EA CEO: 'Digital Business' Tops Retail in 2011

Love them or hate them, Electronic Arts knows how to make a profit.  This year they're expecting the majority of their cash to flow from atypical means.  In a recent interview with Industry Gamers,  EA CEO John Riccitiello stated, "At the end of [2011], the digital business is bigger than the packaged goods business, full stop. No questions in my mind."

One of the leading publishers in the industry now fully realizes the potential of digital transactions, but how will EA ensure they can capture a fair share of the digital market? Riccitiello continued:

"I think that we’ll find ways to even sell our packaged goods content in chunks and in pieces and subscriptions and micro-transactions."

Referencing Lord of the Rings Online's recent revenue increase, Riccitiello feels the big bucks can be earned through the free-to-play model.
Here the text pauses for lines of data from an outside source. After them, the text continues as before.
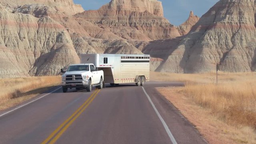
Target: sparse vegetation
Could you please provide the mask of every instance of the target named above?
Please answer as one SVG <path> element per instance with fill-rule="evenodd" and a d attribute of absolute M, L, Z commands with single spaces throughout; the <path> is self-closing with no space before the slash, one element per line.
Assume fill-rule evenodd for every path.
<path fill-rule="evenodd" d="M 151 74 L 151 79 L 153 80 L 184 82 L 185 87 L 180 88 L 176 91 L 182 96 L 178 98 L 187 99 L 192 104 L 205 110 L 207 114 L 216 118 L 216 120 L 238 129 L 250 128 L 253 130 L 250 131 L 251 135 L 256 134 L 256 73 L 220 72 L 218 84 L 214 72 L 177 74 L 152 72 Z M 171 97 L 170 94 L 173 94 L 163 92 L 168 89 L 161 88 L 158 90 L 165 96 Z M 169 92 L 173 90 L 170 90 Z M 198 112 L 196 110 L 192 112 Z M 256 143 L 255 138 L 249 140 L 245 138 L 238 139 L 236 138 L 236 134 L 230 134 L 234 136 L 233 142 L 235 143 Z"/>
<path fill-rule="evenodd" d="M 0 110 L 34 97 L 51 86 L 59 85 L 58 76 L 0 79 Z"/>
"Our highest ARPU (average revenue per user) are free-to-play games among paying users. You think about that and say, 'how can a free game be the game they pay the most for?' We have people who are giving us $5,000 in a month to play FIFA Ultimate Team. And it’s free. Dirty little secret."
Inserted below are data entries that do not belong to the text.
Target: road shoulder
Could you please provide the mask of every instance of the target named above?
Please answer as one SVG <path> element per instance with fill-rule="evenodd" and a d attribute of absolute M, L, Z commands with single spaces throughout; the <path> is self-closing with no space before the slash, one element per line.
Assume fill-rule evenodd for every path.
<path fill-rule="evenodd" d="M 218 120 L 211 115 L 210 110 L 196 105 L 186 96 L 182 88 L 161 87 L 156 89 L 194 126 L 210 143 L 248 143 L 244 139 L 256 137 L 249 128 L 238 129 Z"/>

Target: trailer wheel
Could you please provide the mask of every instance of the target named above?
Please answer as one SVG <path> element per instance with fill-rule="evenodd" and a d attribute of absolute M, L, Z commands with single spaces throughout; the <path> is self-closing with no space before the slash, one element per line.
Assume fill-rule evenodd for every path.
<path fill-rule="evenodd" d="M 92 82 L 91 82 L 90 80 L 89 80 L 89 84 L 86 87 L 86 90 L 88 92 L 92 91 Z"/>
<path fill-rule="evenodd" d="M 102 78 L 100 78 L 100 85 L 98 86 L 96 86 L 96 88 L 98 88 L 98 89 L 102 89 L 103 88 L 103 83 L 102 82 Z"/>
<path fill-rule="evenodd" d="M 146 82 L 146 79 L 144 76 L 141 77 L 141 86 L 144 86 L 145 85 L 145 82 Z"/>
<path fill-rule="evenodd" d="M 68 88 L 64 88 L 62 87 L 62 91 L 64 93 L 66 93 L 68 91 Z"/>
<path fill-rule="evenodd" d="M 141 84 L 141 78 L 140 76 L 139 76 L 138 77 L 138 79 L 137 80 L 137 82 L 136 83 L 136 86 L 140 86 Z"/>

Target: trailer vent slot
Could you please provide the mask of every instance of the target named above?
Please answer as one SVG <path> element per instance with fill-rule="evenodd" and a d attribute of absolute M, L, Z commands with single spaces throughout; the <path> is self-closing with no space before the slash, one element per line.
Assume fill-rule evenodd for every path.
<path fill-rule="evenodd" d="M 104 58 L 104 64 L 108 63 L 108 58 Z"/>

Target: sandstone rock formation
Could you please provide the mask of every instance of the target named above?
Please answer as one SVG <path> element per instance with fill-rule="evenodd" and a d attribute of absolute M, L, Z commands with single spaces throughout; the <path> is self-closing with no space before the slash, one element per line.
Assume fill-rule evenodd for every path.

With the move to digital transactions and the implementation of the online pass, EA certainly wants to make sure they're not missing out on any potential revenue.

"[The consumer] may rather pay a subscription price in order to count on what their costs are going to be, but they may want to pay for it all at once and never have to pay for it again. We’re in all of those businesses and I think the way this is going to work is that the models that the consumers like the most are going to grow the most."
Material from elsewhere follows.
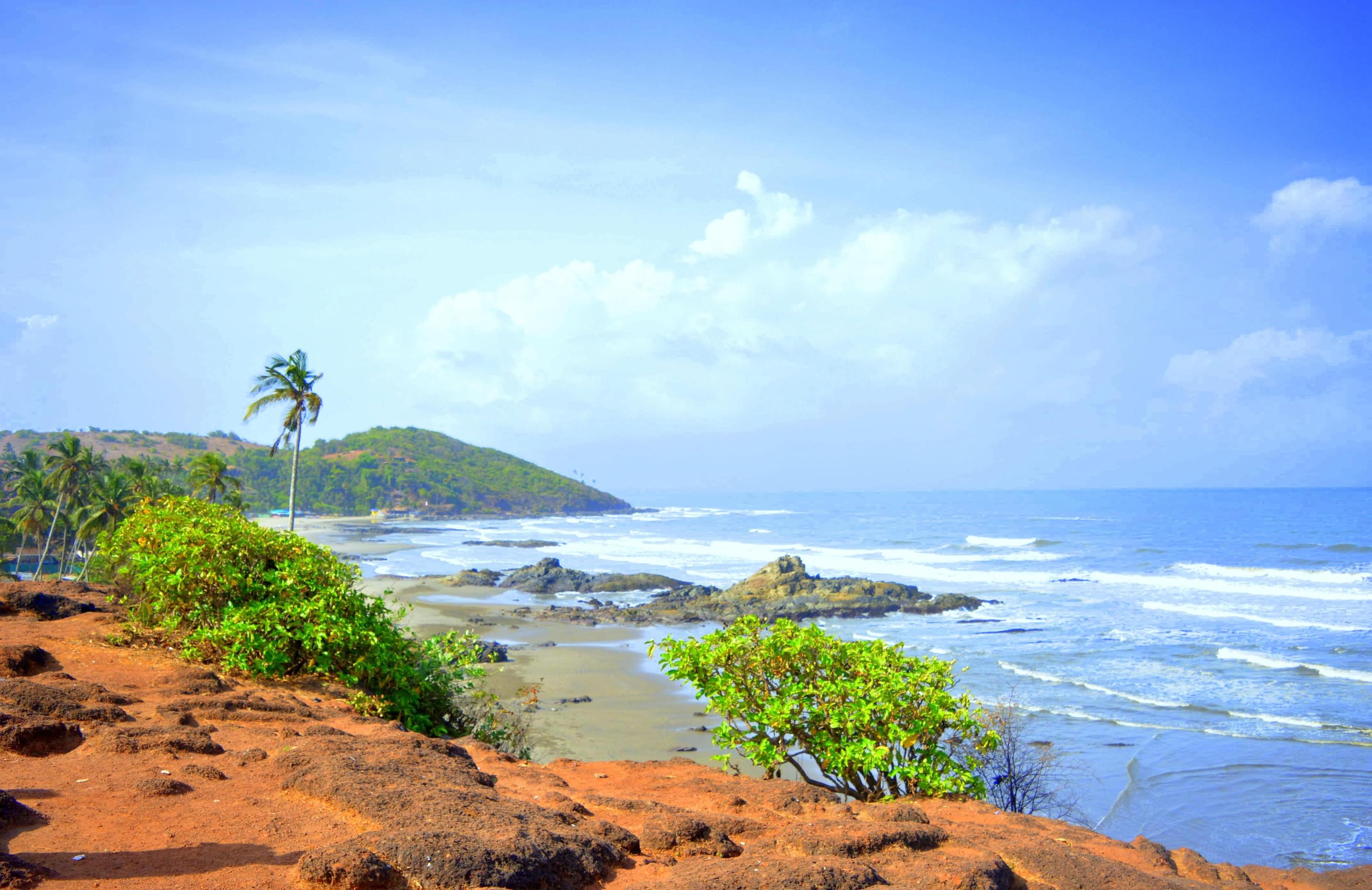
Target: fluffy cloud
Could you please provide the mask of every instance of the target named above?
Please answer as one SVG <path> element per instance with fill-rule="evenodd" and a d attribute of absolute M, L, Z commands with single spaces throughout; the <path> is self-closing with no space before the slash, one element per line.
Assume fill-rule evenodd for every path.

Giving users the option of where to spend their money seems like the best method for success for any company.  However, implementing digital transactions in free-to-play games can create a split in a game's user-base.  Personally, I stopped playing NHL 2011's Hockeys Ultimate Team mode because of the inclusion of digital purchases.  If another user can instantly buy a better set of players than those that I spent hours to earn, it feels like it's impossible to catch up.  On the other hand, gamers with only a limited amount of play time can achieve a level playing ground without having to go through the "grind."  Either way, EA gives players a choice and I give them credit for that (but not my digital credits).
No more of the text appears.